Er gaat behoorlijk wat ontwikkeling en technologie in de vlam voor de Olympische fakkel. Hier is een blik op hoe de Olympische fakkel werkt en de brandstof die wordt gebruikt om de vlam te produceren.
De Olympische fakkel vertegenwoordigt de diefstal van Prometheus door Zeus. In de originele Griekse Olympische Spelen, werd een vuur - de Olympische Vlam - tijdens de duur van de spelen gehouden. De traditie van de Olympic Flame heeft zijn weg gevonden naar de internationale spelen in de Olympische Zomerspelen van 1928 in Amsterdam. Er was geen fakkeltocht in de originele spellen, waardoor de vlam van de bron naar waar de spellen werden gehouden werd gebracht. De Olympische fakkel is een relatief nieuwe uitvinding, geïntroduceerd door Carl Diem op de Olympische Zomerspelen 1936 in Berlijn.
Terwijl de originele Olympische fakkel gewoon een Olympische vlam was die tijdens de oorspronkelijke Griekse Olympische Spelen bleef branden, is de moderne fakkel een geavanceerd apparaat dat in een relais wordt gebruikt. Het ontwerp van de fakkel verandert en is aangepast voor elke set Olympische Spelen. Recente fakkels gebruiken een dubbele brander, met een buitenste heldere vlam en een kleine binnenste blauwe vlam.
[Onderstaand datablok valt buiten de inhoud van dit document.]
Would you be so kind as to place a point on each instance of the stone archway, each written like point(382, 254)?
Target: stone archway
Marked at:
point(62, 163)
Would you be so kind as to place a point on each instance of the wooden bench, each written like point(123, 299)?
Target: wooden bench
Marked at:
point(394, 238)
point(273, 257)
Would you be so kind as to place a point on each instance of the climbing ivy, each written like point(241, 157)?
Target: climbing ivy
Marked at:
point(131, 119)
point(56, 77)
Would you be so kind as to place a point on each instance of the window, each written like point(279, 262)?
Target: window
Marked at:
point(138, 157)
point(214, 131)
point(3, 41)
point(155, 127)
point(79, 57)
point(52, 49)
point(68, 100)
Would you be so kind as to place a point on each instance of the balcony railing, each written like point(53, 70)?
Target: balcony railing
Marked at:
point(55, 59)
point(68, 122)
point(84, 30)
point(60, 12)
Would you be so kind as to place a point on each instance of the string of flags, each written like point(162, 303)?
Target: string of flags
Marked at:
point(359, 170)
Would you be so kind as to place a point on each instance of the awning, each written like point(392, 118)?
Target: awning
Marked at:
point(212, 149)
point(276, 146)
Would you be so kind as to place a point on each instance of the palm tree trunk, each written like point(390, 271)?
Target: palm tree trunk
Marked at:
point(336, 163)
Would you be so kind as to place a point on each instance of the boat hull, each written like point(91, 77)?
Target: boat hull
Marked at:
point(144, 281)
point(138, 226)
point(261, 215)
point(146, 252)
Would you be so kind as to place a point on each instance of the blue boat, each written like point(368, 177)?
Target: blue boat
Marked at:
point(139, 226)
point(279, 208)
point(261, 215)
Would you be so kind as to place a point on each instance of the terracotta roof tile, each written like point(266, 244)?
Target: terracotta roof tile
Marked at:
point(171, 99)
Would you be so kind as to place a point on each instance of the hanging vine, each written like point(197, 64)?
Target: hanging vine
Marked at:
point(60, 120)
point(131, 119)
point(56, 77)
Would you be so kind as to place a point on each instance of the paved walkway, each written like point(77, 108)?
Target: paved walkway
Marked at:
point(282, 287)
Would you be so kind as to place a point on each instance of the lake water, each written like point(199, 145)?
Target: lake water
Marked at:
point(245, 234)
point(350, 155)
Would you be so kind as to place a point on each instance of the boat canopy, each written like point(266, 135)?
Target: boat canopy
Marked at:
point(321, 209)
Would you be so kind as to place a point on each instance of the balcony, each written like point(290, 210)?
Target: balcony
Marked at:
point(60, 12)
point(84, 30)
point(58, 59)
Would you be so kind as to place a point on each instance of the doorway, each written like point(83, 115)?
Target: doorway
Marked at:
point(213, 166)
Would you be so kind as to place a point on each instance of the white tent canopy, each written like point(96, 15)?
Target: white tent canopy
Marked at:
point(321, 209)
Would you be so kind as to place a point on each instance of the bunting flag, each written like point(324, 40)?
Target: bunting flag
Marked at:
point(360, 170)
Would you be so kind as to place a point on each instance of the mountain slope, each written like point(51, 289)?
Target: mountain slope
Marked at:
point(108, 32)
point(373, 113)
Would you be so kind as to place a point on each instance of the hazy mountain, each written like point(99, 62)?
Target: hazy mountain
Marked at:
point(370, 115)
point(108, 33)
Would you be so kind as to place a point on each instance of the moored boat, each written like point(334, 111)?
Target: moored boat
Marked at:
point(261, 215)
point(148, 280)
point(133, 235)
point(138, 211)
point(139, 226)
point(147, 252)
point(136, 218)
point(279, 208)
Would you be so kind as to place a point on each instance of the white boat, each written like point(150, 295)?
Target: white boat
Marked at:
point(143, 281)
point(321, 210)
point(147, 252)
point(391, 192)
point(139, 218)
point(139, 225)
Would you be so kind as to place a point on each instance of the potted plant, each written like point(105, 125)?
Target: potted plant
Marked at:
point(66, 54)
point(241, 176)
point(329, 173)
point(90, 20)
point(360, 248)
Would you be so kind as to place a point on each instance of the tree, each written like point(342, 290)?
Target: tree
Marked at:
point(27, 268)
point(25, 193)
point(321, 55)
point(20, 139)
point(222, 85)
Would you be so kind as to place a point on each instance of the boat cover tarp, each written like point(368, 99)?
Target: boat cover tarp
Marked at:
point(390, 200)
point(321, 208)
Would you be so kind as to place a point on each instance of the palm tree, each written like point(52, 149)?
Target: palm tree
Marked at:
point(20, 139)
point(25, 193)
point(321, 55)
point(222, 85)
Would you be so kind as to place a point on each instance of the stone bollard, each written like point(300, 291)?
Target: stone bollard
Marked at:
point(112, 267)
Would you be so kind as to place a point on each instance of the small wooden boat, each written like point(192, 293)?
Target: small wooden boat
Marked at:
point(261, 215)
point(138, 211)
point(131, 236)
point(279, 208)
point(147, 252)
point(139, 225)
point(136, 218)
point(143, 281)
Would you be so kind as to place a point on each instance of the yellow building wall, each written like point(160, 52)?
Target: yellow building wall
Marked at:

De binnenste vlam wordt beschermd zodat als de toorts door wind of regen wordt uitgeblazen, de kleine vlam als een soort waakvlam fungeert en de toorts opnieuw ontsteekt. Een typische toorts draagt voldoende brandstof om ongeveer 15 minuten te branden. Recente spellen hebben een brandend mengsel van butaan en polypropyleen of propaan gebruikt.
Moderne Olympische fakkels gaan minder snel uit dan hun voorgangers. Het type fakkel dat werd gebruikt voor de Olympische Zomerspelen 2012 is getest en bleek te werken bij temperaturen van -5 ° C tot 40 ° C, in regen en sneeuw, bij een luchtvochtigheid van 95% en met windstoten tot 50 mph. De toorts blijft branden wanneer deze wordt neergelaten vanaf een hoogte van ten minste drie meter (de testhoogte). Toch kan de vlam uitgaan! Wanneer dit gebeurt, fungeert de binnenste vlam als een waakvlam om de brandstof van de vlam opnieuw aan te steken. Tenzij de toorts erg nat is, moet de vlam gemakkelijk ontbranden.